# Explaining Marriott's "Seasons" of the year



## Dave M (Mar 6, 2006)

Marriott's calendar is divided into "seasons" for its resorts. Those seasons differ from those designated by Interval International ("II") and serve a different purpose. 

II divides exchange seasons into Red (highest), Yellow and Green. The higher the season, the more demand there is for trading into those weeks and, generally, the more trading power weeks during that period have.

Marriott's "season" designations are used for sales purposes to set different sales prices, based on how much demand Marriott expects there will be for purchasing weeks during a particular season.
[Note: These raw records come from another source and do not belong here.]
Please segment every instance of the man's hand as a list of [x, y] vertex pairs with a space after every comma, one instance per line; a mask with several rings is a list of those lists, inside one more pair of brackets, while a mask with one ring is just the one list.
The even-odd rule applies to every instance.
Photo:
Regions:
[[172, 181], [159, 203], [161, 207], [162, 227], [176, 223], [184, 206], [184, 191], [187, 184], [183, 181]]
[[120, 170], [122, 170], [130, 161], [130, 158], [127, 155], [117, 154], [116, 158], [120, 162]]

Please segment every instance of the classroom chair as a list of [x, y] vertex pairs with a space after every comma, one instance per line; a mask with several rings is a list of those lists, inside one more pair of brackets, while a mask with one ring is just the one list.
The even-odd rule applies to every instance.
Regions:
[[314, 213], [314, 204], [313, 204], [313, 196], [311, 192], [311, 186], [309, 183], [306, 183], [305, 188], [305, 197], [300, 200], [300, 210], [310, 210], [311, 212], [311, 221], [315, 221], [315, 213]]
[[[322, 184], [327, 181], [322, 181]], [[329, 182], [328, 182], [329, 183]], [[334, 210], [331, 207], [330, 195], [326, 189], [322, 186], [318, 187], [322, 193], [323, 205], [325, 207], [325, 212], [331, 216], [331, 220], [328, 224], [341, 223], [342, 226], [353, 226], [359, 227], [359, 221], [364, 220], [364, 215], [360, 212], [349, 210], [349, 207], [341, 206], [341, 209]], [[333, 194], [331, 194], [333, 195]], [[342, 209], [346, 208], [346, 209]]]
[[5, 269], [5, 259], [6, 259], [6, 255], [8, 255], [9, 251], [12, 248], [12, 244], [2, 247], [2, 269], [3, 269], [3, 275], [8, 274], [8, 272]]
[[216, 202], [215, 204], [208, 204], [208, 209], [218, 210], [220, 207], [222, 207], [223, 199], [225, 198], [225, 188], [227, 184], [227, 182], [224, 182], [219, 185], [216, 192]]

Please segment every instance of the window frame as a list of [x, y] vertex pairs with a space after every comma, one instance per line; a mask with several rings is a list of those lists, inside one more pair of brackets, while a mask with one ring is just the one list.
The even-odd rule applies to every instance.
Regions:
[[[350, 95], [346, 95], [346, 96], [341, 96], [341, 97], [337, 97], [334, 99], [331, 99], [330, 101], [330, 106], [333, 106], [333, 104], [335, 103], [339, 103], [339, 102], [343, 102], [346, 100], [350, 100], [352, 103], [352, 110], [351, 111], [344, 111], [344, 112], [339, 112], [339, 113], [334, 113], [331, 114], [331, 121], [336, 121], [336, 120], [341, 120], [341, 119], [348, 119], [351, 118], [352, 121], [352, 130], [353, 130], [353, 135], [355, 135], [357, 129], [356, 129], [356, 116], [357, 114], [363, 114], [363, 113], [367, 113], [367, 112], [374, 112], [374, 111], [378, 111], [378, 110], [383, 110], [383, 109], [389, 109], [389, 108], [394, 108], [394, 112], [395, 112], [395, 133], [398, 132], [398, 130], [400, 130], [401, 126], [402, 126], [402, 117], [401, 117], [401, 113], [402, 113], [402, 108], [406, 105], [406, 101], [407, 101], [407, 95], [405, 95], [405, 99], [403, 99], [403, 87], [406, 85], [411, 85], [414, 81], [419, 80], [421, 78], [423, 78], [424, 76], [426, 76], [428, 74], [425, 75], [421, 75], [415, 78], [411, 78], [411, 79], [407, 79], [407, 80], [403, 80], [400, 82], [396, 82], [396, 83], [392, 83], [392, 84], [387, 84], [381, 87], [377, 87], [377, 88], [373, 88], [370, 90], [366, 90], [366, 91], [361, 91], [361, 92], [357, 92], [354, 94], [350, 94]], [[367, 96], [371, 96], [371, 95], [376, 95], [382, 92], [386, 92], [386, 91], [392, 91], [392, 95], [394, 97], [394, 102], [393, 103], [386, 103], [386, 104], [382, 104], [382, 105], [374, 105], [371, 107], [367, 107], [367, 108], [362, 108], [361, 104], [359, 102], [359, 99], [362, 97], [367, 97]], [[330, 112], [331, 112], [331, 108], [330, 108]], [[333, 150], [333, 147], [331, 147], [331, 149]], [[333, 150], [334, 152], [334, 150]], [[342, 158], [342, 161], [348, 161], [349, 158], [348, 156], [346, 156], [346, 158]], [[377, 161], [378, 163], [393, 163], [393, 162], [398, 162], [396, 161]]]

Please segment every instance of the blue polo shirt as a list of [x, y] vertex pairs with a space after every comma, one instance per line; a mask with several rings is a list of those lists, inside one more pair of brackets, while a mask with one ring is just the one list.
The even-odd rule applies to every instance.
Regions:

At some resorts (e.g., Hawaii resorts and Grand Chateau in Las Vegas), Marriott believed there would be comparable demand throughout the year and designated the entire year, with the exception of a few holiday weeks, as a single Platinum season. At other resorts (e.g., ski resorts), there are typically very slow fall and late spring seasons, making it appropriate to sell those off-season weeks at lower prices and generating the need for different seasons for setting prices. 

Marriott has used different names for the various seasons at various resorts. It uses several different families of names for resorts with floating weeks:
Platinum Holiday, Platinum Plus, Platinum (sometimes divided into Platinum Summer and Platinum Ski), Gold Holiday, Gold, Silver, Bonus Time, Bronze
Special, Summer, Sport, Value, Preferred
Red, Pink, White, Blue
Fixed weeks (e.g., Streamside and Maui Sequel). Most of the Platinum Plus and Platinum Holiday weeks are fixed weeks.
Not all resorts have all of the seasons indicated for a particular line. For example, Las Vegas has one basic season and Grande Ocean has four. But both use the "Platinum" season system.

(I will add a link to this post in the FAQs for this forum.)


----------